Embajada de Estados Unidos, Tegucigalpa, 11 de febrero de 2009, 17:42

No hay presencia oficial de Irán en Honduras y no hay relaciones oficiales entre los dos países. En los últimos 18 meses ha habido propuestas oficiales por parte de los iraníes. El viceministro de Relaciones Exteriores, Eduardo Rosales Ramírez nos dio los siguientes detalles:

A. A fines de 2007, el exministro de Relaciones Exteriores Milton Jiménez recibió una invitación del gobierno de Irán para una reunión con «países no alineados». Las embajadas de Honduras en México y Cuba presentaron sus copias de la invitación. Rosales Ramírez recomendó la no asistencia y ningún funcionario del gobierno de Honduras fue.

B. A fines de 2008, Irán envió otra invitación a través de la Embajada de Honduras en México, solicitando una reunión durante el período del 14 al 17 de diciembre de 2008 entre un funcionario iraní de nombre de Mohammed Ali Reza y el presidente Manuel “Mel” Zelaya, junto con el entonces ministro de Relaciones Exteriores Edmundo Orellana y Rosales Ramírez. Rosales preparó una respuesta negativa, que nunca fue enviada.
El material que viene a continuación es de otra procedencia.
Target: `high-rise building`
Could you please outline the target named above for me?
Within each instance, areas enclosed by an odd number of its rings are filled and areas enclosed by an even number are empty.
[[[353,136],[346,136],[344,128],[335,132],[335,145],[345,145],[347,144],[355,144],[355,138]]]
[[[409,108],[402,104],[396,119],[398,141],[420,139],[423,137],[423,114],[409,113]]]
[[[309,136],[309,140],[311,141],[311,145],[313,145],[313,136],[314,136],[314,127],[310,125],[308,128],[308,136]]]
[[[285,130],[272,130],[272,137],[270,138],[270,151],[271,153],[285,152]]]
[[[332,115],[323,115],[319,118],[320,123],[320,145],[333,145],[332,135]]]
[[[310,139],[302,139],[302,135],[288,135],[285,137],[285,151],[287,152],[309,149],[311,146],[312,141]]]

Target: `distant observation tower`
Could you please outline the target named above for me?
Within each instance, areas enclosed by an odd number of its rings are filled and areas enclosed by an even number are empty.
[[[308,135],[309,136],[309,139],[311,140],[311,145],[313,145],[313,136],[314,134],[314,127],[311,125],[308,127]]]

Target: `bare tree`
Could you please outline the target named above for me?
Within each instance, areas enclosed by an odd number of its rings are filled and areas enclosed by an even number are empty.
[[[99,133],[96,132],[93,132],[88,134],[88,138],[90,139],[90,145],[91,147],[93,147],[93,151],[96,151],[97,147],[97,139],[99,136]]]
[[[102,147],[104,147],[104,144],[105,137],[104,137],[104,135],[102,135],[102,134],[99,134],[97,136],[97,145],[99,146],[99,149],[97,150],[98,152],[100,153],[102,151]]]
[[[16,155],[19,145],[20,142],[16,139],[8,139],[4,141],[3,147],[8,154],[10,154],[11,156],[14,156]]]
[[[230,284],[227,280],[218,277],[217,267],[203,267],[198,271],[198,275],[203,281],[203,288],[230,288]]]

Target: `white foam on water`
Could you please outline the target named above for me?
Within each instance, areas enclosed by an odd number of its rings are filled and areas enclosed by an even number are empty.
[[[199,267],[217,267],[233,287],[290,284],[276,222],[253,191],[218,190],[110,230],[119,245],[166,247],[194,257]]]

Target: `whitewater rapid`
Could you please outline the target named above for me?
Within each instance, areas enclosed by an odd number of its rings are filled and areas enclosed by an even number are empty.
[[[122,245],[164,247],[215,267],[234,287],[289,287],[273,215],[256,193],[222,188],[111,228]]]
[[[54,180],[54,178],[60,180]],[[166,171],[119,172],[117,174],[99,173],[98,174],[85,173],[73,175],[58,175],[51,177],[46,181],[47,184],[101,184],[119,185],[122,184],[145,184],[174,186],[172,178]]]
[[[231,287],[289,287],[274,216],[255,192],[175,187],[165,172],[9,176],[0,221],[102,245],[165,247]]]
No hubo reunión.

C. Rosales se comunicó con el embajador de Honduras en Nicaragua, Jorge Milla, para preguntarle si sabía acerca de la solicitud de Irán para la reunión de Ali Reza. Milla dijo que no sabía nada. La embajada de Irán en Nicaragua «cubre» Honduras para Teherán, no la embajada en México.

D. Rosales Ramírez luego habló con la embajadora de Honduras en México, Rosalinda Bueso. Ella le dijo que no tenía contacto con el embajador iraní ya que él no se comunicaba con las mujeres. Añadió que el Ministro de Relaciones Exteriores mexicano consideraba al embajador iraní como un «problema».

E. En noviembre de 2008, hubo un intercambio de información entre los gobiernos hondureño e iraní con respecto a las visas para un grupo de personas que afirmaron estar representando al gobierno iraní. A Rosales Ramírez se le dijo que dos personas estaban solicitando venir a Honduras para establecer una feria comercial iraní para vender alfombras y otros productos iraníes en diciembre de 2008. La feria comercial tuvo lugar.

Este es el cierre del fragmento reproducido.